Lokki, T. (2014). Tasting music like wine: Sensory evaluation of concert halls. Physics Today, 67(1), 27.
A few months ago, I read this article called “Tasting Music like Wine: Sensory evaluation of concert halls” by Tapio Lokki and was fascinated by two things:
– The lightness of the article and how it introduced such a complex topic as concert-hall acoustics with an anecdotal situation;
– The methodological intrincacy with all the 3D sounds recorded in such an enginious way (all orchestra musicians were recorded solo, placed 24 columns in a stage, each column playing only one instrument, and recorded the full “orchestra” in several places of the venue. Very simply put.)
– After all, there were three interesting things: I loved the use of Wine tasting know-how for the evaluation of the subjective experience of concert-halls.

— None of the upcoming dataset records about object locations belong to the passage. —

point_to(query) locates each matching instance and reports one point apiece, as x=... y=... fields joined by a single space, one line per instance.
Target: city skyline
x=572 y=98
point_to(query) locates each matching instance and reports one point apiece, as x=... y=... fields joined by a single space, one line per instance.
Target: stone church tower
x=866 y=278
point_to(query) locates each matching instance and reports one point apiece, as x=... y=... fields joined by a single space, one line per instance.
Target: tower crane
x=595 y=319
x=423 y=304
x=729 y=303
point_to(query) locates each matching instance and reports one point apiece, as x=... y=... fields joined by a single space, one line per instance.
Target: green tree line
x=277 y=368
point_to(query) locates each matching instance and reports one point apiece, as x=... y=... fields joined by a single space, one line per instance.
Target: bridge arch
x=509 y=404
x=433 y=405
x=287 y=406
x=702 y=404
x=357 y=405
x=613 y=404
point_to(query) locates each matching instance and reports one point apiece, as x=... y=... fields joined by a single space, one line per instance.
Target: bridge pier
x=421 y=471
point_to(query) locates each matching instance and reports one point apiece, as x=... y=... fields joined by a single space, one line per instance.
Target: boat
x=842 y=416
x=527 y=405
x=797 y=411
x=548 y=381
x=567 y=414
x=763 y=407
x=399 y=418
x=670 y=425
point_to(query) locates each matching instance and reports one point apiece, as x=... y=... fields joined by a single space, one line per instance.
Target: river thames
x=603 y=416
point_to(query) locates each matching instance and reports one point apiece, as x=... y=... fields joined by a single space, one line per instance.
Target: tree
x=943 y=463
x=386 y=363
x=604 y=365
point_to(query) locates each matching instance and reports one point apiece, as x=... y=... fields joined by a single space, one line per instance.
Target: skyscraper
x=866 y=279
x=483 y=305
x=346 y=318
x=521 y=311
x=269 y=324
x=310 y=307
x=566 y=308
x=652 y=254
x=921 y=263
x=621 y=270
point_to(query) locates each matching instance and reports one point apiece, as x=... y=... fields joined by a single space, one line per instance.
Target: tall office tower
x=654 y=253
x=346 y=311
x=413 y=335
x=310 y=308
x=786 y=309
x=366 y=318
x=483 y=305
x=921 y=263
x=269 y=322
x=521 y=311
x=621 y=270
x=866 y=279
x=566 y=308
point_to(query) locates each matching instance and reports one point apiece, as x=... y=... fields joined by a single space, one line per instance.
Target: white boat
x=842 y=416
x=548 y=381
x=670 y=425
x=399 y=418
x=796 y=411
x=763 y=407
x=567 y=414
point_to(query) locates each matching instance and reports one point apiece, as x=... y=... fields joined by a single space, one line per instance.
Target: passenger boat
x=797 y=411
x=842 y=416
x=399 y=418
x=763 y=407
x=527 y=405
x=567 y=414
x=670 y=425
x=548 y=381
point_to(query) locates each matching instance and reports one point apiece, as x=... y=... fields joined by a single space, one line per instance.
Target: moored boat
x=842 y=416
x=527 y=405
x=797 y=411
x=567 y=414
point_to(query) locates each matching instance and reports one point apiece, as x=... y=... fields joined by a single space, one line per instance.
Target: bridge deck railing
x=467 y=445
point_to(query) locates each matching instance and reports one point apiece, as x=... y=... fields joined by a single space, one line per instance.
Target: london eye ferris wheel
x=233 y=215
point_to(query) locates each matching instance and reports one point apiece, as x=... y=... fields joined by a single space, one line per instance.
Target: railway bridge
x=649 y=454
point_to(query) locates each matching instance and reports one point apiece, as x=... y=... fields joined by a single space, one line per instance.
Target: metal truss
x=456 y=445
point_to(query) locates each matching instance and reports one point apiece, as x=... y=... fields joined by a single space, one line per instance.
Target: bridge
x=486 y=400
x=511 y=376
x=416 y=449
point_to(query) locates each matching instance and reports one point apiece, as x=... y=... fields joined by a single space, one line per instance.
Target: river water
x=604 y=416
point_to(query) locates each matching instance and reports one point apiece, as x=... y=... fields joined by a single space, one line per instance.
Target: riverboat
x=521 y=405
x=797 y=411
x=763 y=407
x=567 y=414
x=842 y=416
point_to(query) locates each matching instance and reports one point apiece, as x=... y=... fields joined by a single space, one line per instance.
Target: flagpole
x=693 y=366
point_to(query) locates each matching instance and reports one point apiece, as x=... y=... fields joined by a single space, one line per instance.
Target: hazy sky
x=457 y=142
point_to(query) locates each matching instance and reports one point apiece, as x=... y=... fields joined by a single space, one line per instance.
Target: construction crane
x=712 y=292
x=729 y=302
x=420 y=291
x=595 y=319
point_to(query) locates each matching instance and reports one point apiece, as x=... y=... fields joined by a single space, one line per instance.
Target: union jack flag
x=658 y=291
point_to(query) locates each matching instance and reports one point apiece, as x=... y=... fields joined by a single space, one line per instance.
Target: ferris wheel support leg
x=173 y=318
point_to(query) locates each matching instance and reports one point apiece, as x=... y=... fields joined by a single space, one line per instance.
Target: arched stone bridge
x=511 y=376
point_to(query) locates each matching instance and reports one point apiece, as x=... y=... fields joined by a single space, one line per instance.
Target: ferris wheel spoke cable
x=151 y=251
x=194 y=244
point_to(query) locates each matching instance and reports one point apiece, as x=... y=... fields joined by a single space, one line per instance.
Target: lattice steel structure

So the situation is the author and his wife are listening to a concert while drinking some wine. While the wife enjoys the concert but not so much the wine, the author felt totally the opposite. Both perceived wine and music differently. After some thought, the author concluded that both wine and music have a lot in common, because each can be characterized by a multidimensional array of perceptual attributes.
Both are a matter of personal taste, and each person may concentrate on different aspects of the taste or sound. The thing is, winemakers have a solution for this, and have since long developed techniques to determine what makes good or bad wine.
Like the aroma wheel.
The first question than is: could these methods be tailored for the perceptual evaluation of concert-halls?
The wine tasting methods like sensory profiling demand comparison of samples, that is, imagine you have a table with a line of glasses, all with wines different from each other, and you may and must drink a sip from one and the other as many times as you, as an assessor, find necessary. Could this be made with sound?
The answer is yes, and please read the original article to find out how.
In winetasting two methods are used to gather attributes of wines: consensus vocalubary profiling, when a number of assessors reach a number of consensual adjectives for each wine; and individual vocabulary profiling – the one used in this work – where a number of assessors (usually 15 or more) salient which charactersitics can be found in the wine.
The first experiment had 20 listeners, and all heard 3 recording positions out of 3 Finnish concert-hals. Together, they’ve suggested 102 attributes. After clustering the data, one cluster (overall volume and perceived distance) managed to explain more than 50% of the variance.
The second experiment had only one distance – 12m from the stage -, 9 halls and 17 assessors. They’ve suggested 60 attributes clustered in 7 groups.
After more analysis (hierarchical multiple-factor analysis), it was possible to distinguish two groups out of this last evaluation (after ordering by preference also): one group preferred intimate sound in which they could easily distinguish individual instruments and lines, and another group which preferred louder and more reverberant sound with good envelopment and strong bass.
Very impressive how it was possible to understand this information. Would portuguese listeners make the same evaluation?